Project 4 Scene Recognition with Bag of Words

Tiny images representation

The "tiny image" feature, inspired by the work of the same name by Torralba, Fergus, and Freeman, is one of the simplest possible image representations. One simply resizes each image to a small, fixed resolution. It works slightly better if the tiny image is made to have zero mean and unit length. This is not a particularly good representation, because it discards all of the high frequency image content and is not especially invariant to spatial or brightness shifts. We will not worry about alignment for this project. We are using tiny images simply as a baseline.

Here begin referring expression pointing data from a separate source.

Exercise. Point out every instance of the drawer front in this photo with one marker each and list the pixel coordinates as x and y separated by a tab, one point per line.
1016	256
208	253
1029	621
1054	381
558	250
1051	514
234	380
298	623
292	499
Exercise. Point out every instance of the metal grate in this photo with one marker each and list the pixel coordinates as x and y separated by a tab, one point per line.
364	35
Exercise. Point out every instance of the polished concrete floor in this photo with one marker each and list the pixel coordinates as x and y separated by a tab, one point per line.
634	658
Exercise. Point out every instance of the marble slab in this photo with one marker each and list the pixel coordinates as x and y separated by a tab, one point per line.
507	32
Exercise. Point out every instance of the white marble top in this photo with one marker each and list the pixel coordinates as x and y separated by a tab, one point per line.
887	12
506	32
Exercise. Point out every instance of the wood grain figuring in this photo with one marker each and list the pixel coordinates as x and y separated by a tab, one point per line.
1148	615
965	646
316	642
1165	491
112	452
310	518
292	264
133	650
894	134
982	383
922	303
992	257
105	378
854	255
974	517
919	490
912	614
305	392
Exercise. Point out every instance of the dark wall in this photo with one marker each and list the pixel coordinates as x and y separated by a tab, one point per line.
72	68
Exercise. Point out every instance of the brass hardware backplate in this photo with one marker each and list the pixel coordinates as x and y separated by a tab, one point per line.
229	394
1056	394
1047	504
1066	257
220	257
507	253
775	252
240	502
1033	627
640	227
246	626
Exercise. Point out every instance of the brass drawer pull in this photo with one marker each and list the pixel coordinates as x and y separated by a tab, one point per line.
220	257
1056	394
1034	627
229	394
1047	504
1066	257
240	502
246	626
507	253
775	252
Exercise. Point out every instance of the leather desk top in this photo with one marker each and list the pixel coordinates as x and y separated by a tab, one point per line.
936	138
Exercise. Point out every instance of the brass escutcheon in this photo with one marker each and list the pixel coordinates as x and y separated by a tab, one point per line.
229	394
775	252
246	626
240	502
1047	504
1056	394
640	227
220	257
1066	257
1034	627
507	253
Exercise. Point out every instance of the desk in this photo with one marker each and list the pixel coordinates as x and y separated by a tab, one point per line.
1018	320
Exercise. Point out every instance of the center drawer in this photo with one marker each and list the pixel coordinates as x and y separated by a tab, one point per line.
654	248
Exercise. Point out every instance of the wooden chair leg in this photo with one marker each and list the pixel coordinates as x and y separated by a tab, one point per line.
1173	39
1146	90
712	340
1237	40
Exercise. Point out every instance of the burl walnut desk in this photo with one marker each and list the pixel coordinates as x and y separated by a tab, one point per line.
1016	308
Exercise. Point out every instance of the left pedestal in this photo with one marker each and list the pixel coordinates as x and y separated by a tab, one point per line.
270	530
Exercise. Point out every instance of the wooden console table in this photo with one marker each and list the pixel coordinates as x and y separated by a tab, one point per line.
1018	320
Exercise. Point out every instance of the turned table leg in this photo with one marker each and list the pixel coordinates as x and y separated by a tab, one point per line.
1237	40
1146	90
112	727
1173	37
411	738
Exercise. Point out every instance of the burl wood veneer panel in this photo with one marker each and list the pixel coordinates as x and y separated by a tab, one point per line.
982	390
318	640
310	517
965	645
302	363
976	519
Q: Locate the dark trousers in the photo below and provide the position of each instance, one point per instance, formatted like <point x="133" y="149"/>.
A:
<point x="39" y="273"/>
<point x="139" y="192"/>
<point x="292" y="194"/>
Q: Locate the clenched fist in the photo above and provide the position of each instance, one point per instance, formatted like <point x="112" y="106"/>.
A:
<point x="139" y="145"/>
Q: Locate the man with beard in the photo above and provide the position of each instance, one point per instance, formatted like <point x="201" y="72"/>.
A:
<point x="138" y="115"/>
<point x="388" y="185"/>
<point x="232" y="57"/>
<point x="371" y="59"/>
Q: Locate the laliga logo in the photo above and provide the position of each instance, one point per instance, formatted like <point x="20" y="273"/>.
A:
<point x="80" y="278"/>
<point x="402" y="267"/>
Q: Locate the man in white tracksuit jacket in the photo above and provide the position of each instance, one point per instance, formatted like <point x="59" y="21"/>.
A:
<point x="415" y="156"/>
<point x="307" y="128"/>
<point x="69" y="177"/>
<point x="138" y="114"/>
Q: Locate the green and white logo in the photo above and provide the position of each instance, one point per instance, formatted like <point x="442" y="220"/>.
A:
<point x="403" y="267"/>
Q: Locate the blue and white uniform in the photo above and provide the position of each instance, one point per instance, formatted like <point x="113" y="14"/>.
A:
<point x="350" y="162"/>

To build a tiny image feature, simply resize the original image to a very small square resolution, e.g. 16x16. You can either resize the images to square while ignoring their aspect ratio or you can crop the center square portion out of each image. Making the tiny images zero mean and unit length (normalizing them) will increase performance modestly.


image = imresize(image, [d, d]);
image = reshape(image, [1, d * d]);
image = image - mean(image);
image_normalized = image / norm(image);

Bag of SIFT representation

Because of the alignment problem of tiny images representation, it is time to move on to a more sophisticated image representation -- bags of quantized SIFT features.Before we can represent our training and testing images as bag of feature histograms, we first need to establish a vocabulary of visual words.This vocabulary is formed by sampling many local features from the training set and then clustering them with kmeans.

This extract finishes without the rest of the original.